I'll go out on a limb and say it openly
Libretarianism today is an ideology which fills the place that Marxism filled 90 years ago. Through the use of key emotion-wrenching ideas--in the case of Marxism, "fairness", and in the case of Libretarianism, "liberty"--ideologies neutralize vast swaths of the intelligentsia, encouraging them to advocate for the weakening of exactly those watchdog forces in society which their parents constructed to keep fascism at bay. Whether they follow the beat of Karl Marx or Milton Friedmann, adherents' perspective is the same: if only this special system were in place, life would inevitably be ever so much better for everybody, and the system would remain so forever because it's so much better than anything else that nobody would want to change it.

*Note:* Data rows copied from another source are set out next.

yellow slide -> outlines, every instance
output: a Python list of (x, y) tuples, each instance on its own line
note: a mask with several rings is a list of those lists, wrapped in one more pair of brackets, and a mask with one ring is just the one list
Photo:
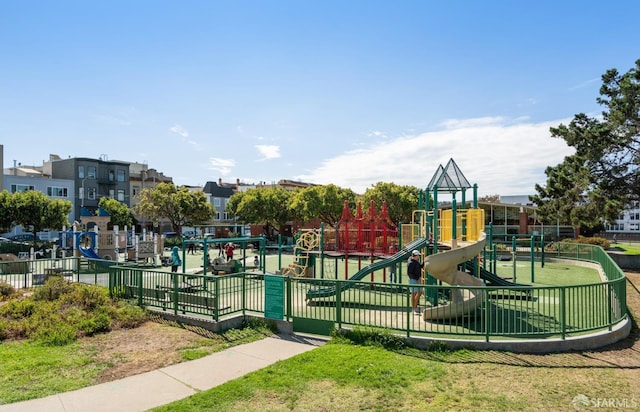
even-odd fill
[[(458, 244), (457, 247), (425, 258), (425, 270), (434, 278), (452, 286), (485, 286), (481, 279), (458, 270), (458, 265), (478, 256), (484, 247), (486, 234), (481, 233), (477, 242)], [(482, 290), (454, 289), (451, 302), (428, 307), (424, 320), (455, 319), (471, 312), (482, 303)]]

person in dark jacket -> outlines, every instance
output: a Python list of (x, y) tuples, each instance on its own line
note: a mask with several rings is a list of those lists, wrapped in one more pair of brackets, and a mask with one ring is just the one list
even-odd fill
[(409, 276), (409, 284), (411, 285), (409, 289), (411, 290), (411, 307), (413, 309), (413, 313), (416, 315), (420, 314), (420, 310), (418, 309), (418, 303), (420, 302), (420, 297), (422, 296), (423, 290), (419, 285), (422, 283), (422, 268), (424, 267), (424, 263), (420, 262), (420, 252), (418, 250), (414, 250), (411, 252), (411, 259), (409, 259), (409, 266), (407, 267), (407, 275)]
[(172, 272), (177, 272), (178, 266), (182, 265), (182, 260), (180, 259), (179, 251), (180, 249), (178, 248), (178, 246), (174, 246), (171, 249), (171, 271)]

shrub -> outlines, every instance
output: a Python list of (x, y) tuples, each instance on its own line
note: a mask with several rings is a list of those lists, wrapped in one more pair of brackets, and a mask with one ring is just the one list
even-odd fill
[(93, 336), (101, 332), (109, 332), (111, 330), (111, 318), (104, 312), (97, 313), (89, 319), (81, 321), (78, 328), (87, 336)]
[(0, 306), (0, 317), (9, 319), (28, 318), (36, 310), (36, 304), (31, 299), (14, 299)]
[(16, 295), (16, 288), (7, 282), (0, 281), (0, 300), (5, 300)]
[(73, 284), (71, 290), (60, 297), (64, 304), (78, 305), (86, 310), (93, 310), (101, 306), (108, 306), (111, 299), (106, 288)]
[(125, 303), (115, 308), (113, 317), (121, 328), (132, 329), (146, 322), (149, 314), (139, 306)]

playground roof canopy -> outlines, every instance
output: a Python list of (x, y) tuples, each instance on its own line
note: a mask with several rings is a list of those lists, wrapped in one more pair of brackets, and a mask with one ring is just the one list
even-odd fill
[(473, 186), (453, 159), (449, 159), (446, 167), (438, 166), (438, 170), (434, 173), (429, 181), (427, 189), (437, 190), (438, 192), (455, 193), (462, 189), (469, 189)]

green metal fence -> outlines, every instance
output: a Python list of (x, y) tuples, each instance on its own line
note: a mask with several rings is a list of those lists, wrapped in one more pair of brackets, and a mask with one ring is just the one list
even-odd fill
[[(455, 294), (475, 295), (463, 316), (442, 309), (441, 320), (426, 321), (410, 310), (408, 285), (337, 279), (286, 278), (284, 319), (304, 331), (318, 322), (324, 330), (369, 326), (401, 331), (407, 336), (437, 335), (470, 340), (513, 338), (565, 339), (596, 330), (611, 330), (626, 319), (624, 273), (600, 247), (561, 243), (559, 258), (598, 263), (601, 283), (572, 286), (460, 287), (421, 286), (427, 296), (449, 301)], [(223, 276), (167, 273), (112, 266), (110, 287), (137, 301), (176, 315), (222, 317), (265, 312), (263, 275), (256, 272)], [(348, 287), (345, 287), (348, 286)], [(310, 290), (337, 293), (307, 299)], [(321, 328), (322, 329), (322, 328)]]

History shows us that civilization is a work in progress. Government as we have it today is not perfect and self-regulating: it always requires effort and vigilance. That doesn't mean that unregulated market forces can do the job of government any better, and we have ample examples--from the lack of regulation of homeopathy in the USA today to the history of Ford Motors in Germany in the 1930s and 40s--to remind us that unchecked market forces can be very dangerous.
Anarchy is a power vacuum waiting for the next dictator to come along. Economic anarchy is an economic vacuum waiting for the next robber baron to come along.
I lived for ten years in student cooperatives--societies including large cohorts of Marxists and Friedmannists, both groups expecting a student paradise to emerge momentarily, as soon as they rid themselves of "undesirables" who study when others want to party. Cooperatives can be a viable form of business, but in the hands of unrealistic idealists, they're inherently unstable. Turnover due to graduation remains the salvation of student cooperatives. And exactly the lack of regulatory structure which student idealists hope will be paradisical lead directly to nightmarish scenarios in which a few reap most of the benefits of the organization while demonizing a few others who do all the work to keep the organization afloat, while an apathetic middle group sticks fingers in ears to ignore the situation until it becomes desparate and the business reaches the verge of failure. Many of these people from all three segments go on to participate in successful organizations, including cooperatives, with strict by-laws and swift enforcement. So it seems that many graduates of student cooperatives have learned the lesson of the need for regulation and vigilance. They certainly apply it later in life.
And so, that experience leads me to say to any idealist who thinks they have the "perfect" form of government or marketplace: Set one up in miniature, on a scale of between 25 and 300 people, and actually live in it for a year or two, and see if your point of view doesn't shift or become more subtle. There's nothing like being your own voluntary experimental subject.